Meningitis is inflammation of the protective membranes that cover the brain and spinal cord. These membranes are also known as meninges. In most of the cases, meningitis is caused by viral infection, but bacteria and fungus may also cause it.
Course of the disease depends on what is causing it. In some cases, especially in children, it may resolve in a couple of weeks but in other cases, it may be a severe life-threatening condition. Every symptom of meningitis is a warning sign of a potentially fatal disease.

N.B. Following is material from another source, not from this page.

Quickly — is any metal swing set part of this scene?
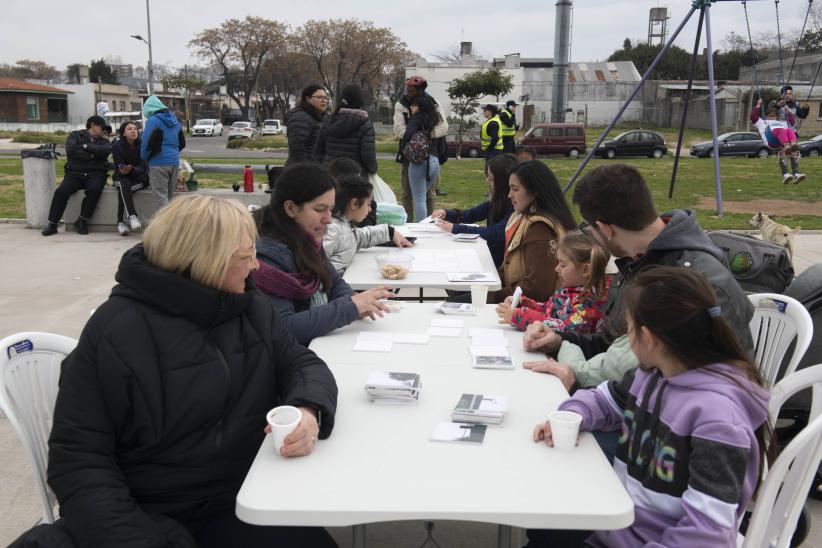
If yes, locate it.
[563,0,822,217]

Symptoms of meningitis typically include headache, stiffness of the neck, high fever, confusion or altered consciousness, vomiting, and an inability to tolerate light or loud noises. Seeking medical care and starting with an early treatment can prevent serious complications.
Meningitis in children
The highest incidence of meningitis in children is between birth and 2 years. Children are at the greatest risk immediately after birth and at 3 to 8 months. Increased exposure to infections and already present immune system problems are additionally increasing a child's risk of meningitis. In very small children, only nonspecific symptoms of the disease are present, and this makes it very hard to establish an exact diagnosis and start with the early treatment. The longer the child has a disease without treatment, the greater are chances of developing various complications.

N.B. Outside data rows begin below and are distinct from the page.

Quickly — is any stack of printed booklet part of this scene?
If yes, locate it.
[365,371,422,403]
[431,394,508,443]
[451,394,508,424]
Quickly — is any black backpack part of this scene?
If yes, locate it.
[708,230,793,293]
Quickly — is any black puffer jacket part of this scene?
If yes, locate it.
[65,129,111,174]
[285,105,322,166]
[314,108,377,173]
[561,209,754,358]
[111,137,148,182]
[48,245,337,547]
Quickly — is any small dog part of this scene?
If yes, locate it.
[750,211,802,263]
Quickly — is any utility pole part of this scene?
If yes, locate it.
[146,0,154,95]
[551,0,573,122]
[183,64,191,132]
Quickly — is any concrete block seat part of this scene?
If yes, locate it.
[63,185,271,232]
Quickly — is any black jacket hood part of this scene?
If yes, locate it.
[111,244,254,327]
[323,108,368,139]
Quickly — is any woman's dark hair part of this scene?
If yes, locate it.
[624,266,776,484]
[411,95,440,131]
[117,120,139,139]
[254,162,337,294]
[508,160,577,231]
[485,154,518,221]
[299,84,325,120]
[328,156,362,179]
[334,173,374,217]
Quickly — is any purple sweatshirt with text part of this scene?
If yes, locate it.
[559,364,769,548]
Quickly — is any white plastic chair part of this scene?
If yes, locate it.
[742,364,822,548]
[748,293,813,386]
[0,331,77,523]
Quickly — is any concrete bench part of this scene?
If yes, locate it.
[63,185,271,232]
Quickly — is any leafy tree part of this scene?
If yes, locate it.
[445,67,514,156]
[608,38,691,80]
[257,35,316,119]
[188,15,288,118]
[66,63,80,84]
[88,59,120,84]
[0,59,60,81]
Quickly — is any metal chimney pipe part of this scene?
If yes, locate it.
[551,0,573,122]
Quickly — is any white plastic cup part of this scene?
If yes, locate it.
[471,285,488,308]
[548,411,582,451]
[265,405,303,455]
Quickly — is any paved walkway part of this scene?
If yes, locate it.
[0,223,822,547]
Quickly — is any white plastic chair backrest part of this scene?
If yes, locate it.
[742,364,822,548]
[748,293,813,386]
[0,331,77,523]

Meningitis complications in children
Bacterial meningitis is always associated with high fever. Fever is a part of our bodies' natural defense mechanism. In meningitis, fever can be as high as to reach 103 degrees F, or even more. This provokes many unpleasant symptoms such as strong pain and headache. Untreated high fevers may result in seizures and permanent neurological damage.

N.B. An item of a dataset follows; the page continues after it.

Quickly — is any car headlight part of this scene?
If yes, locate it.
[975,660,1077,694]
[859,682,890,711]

Sepsis is another severe complication of meningitis and it occurs when the bacteria from the brain and spinal cord enters the bloodstream. The symptoms of sepsis are low blood pressure, decreased urination and multiple organ failure. Sepsis is serous and life-threatening complication.
Increased intracranial pressure is a complication that develops as a result of swelling of the brain. Pressure in the lobe increases and patients are experiencing symptoms such as confusion, lethargy, projectile vomiting, low heart rate, high blood pressure, low respiratory rate and possible death.
Developmental delay is another complication associated with meningitis. It may be very mild or extremely severe. Symptoms of developmental delay are ranging from mild problems with learning to the complete vegetative state in which child needs complete care.
Only one complication is sometimes sufficient to lead to death of a child patient. World Health Organization reports that just about 5 to 10 % of those infected with meningococcal meningitis will die within 24 to 48 hours of onset of symptoms. Treatment with appropriate medications reduces this risk to less than 15 percent.